[SOLVED] Pacemaker is continuously bouncing my lsb-resource

Immunitet · 06-15-2017, 08:14 AM

Hi all!
There is RHEL 7.3 2-node failover cluster.
I created by own lsb-scrip with start/stop/monitor parameters.
I checked the script manually - it works fine, according to lsb specs

Then I added my scrip to a cluster resources:
pcs resource create My_application lsb:my_script.sh op monitor interval=40s start timeout=20s stop timeout=20s

and now the issue is: pacemaker starts and stops my resource continuously.
How can I troubleshoot this? Are there any special requirement for lsb-script in cluster?

Demosa · 06-15-2017, 01:38 PM

I could be off (been a while since I've dealt with Pacemaker), but your monitor interval is longer than your timeout intervals, so it sounds like you're running into Fencing.

Try changing the start and stop timeouts to something longer, and the monitor interval shorter, see if that fixes it. (30s monitor, 2m start/stop)

Immunitet · 06-19-2017, 06:38 AM

Quote:

Originally Posted by Demosa

your monitor interval is longer than your timeout intervals, so it sounds like you're running into Fencing.

Try changing the start and stop timeouts to something longer, and the monitor interval shorter, see if that fixes it. (30s monitor, 2m start/stop)
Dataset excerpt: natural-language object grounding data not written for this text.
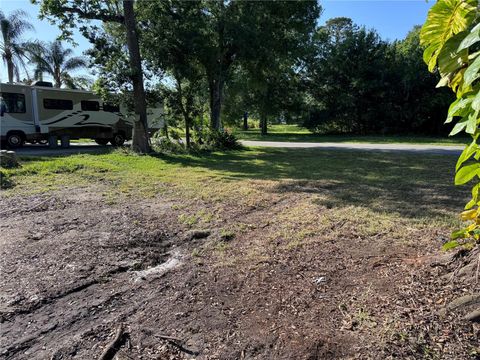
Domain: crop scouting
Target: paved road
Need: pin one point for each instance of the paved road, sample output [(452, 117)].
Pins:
[(81, 148), (415, 148)]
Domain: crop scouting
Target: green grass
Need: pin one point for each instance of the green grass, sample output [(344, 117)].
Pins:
[(408, 185), (295, 133)]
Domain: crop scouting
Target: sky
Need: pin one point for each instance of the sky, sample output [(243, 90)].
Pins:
[(393, 19)]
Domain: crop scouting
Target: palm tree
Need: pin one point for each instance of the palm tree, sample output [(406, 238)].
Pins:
[(13, 50), (54, 60)]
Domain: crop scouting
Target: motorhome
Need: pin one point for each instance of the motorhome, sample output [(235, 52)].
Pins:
[(41, 113)]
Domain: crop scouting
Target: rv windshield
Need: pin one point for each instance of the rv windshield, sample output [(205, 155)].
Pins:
[(12, 103)]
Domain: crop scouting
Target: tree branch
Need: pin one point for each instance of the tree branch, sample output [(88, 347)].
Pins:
[(103, 16)]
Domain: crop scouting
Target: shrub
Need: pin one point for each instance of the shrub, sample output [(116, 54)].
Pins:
[(221, 140)]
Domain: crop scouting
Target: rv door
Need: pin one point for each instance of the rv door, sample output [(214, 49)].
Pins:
[(35, 112)]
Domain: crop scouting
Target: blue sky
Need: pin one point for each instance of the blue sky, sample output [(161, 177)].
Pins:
[(391, 18)]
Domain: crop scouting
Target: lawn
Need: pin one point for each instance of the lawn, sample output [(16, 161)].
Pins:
[(295, 133), (401, 184), (301, 248)]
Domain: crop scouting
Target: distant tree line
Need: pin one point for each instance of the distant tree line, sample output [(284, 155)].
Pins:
[(218, 63), (358, 83), (46, 58)]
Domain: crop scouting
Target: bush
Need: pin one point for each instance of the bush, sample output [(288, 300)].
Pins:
[(221, 140), (202, 140), (167, 145)]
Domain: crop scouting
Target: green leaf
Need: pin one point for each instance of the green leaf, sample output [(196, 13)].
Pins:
[(445, 19), (466, 154), (472, 122), (476, 102), (462, 124), (470, 204), (450, 245), (458, 234), (466, 173), (471, 74), (471, 38), (449, 59), (458, 108)]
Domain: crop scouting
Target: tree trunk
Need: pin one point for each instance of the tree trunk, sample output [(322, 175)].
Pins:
[(187, 131), (245, 120), (10, 69), (216, 89), (140, 141), (263, 124)]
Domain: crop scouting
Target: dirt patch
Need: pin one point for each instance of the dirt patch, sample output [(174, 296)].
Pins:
[(75, 267)]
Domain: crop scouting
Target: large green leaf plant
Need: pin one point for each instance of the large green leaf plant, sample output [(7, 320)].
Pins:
[(451, 37)]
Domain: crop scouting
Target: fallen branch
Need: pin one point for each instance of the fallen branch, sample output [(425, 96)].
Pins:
[(114, 345), (178, 343)]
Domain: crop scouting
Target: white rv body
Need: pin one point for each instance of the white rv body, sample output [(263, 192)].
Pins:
[(35, 113)]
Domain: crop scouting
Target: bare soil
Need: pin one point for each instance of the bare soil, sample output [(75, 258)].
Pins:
[(75, 267)]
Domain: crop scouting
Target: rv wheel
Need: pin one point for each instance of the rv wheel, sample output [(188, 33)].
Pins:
[(118, 140), (15, 140), (101, 141)]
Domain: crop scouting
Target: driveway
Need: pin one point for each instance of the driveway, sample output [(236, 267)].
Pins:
[(91, 147), (415, 148)]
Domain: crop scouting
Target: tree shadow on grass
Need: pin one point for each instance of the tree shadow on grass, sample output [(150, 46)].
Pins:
[(412, 185)]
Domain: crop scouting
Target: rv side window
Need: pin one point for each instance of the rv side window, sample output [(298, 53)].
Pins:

It works in different way:

monitor interval - is the interval for the health check command.
start/stop timeout - is the time period while cluster will wait for the response from the script. And if script does not return any result within this period cluster will consider it like a failure.
So, those parameters do not affect each other.
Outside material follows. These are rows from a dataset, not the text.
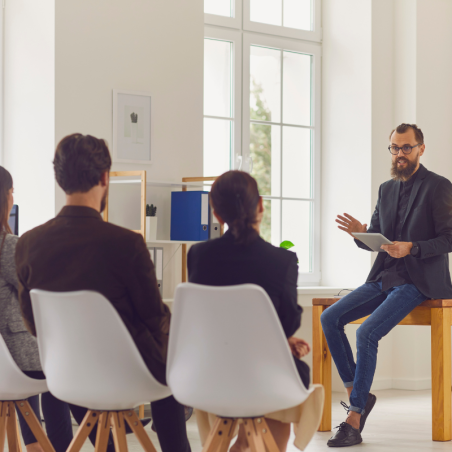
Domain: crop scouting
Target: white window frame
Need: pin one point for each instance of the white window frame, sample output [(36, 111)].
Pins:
[(249, 39), (223, 21), (224, 34), (2, 9), (277, 30)]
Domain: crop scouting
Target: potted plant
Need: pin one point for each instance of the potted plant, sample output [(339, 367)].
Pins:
[(151, 223), (287, 244)]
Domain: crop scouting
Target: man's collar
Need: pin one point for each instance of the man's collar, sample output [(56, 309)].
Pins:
[(79, 211)]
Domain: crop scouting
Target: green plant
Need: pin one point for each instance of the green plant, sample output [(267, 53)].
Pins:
[(287, 244), (151, 210)]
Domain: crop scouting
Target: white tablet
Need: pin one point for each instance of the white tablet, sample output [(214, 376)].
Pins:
[(372, 240)]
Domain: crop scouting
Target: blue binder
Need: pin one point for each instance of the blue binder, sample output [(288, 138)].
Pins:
[(190, 213)]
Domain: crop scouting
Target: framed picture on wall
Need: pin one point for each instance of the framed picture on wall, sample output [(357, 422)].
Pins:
[(131, 126)]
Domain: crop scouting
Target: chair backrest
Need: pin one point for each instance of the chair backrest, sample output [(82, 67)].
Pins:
[(14, 384), (87, 353), (228, 354)]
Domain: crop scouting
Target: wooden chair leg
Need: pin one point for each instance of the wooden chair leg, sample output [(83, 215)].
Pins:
[(3, 420), (103, 432), (264, 431), (139, 431), (35, 425), (119, 431), (214, 439), (228, 429), (255, 440), (88, 423), (14, 443), (441, 374), (321, 365)]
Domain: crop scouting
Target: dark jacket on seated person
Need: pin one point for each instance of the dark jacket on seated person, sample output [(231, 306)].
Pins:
[(77, 250), (222, 262)]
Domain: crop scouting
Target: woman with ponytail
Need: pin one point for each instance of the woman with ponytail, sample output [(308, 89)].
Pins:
[(20, 342), (241, 256)]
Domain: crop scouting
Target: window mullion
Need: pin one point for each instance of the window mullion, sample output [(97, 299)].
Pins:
[(281, 147)]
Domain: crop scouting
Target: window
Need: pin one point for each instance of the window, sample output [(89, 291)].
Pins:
[(279, 141), (222, 100)]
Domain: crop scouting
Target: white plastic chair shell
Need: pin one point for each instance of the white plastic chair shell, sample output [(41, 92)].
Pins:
[(228, 354), (14, 384), (87, 353)]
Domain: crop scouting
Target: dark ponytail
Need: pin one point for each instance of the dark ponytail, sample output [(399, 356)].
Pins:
[(6, 183), (235, 197)]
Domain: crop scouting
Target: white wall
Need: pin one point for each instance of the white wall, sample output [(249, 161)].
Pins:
[(29, 107), (346, 136), (150, 46), (62, 60)]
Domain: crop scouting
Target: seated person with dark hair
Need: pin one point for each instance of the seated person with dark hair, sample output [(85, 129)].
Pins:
[(241, 256), (77, 250)]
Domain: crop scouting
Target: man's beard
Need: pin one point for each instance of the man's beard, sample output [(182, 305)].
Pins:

With regard to my problem - I've found the reason.
I used "monitor" command for health check while the LSB-standard assumes "status" instead. I did this looking into corosync.log:

Quote:

Initiating monitor operation My_application_monitor_0 locally on Node2
Result of monitor operation for My_application on Node2: 7 (not running)
Initiating start operation My_application_start_0 locally on Node2
Result of start operation for My_application on Node2: 0 (ok)
Initiating monitor operation My_application_monitor_30000 locally on Node2
Result of monitor operation for My_application on Node2: 7 (not running)
Initiating stop operation My_application_stop_0 locally on Node2 | action 2
Result of stop operation for My_application on Node2: 0 (ok)

Pacemaker mainly works with OCF-standard where "monitor" command is used, but for LSB it sends "status" and writes "monitor" to the log file.

I just changed the "monitor()" function name to "status()" and it become stable. Actually, it was my fault since LSB-standard does not have "monitor" command in the specification.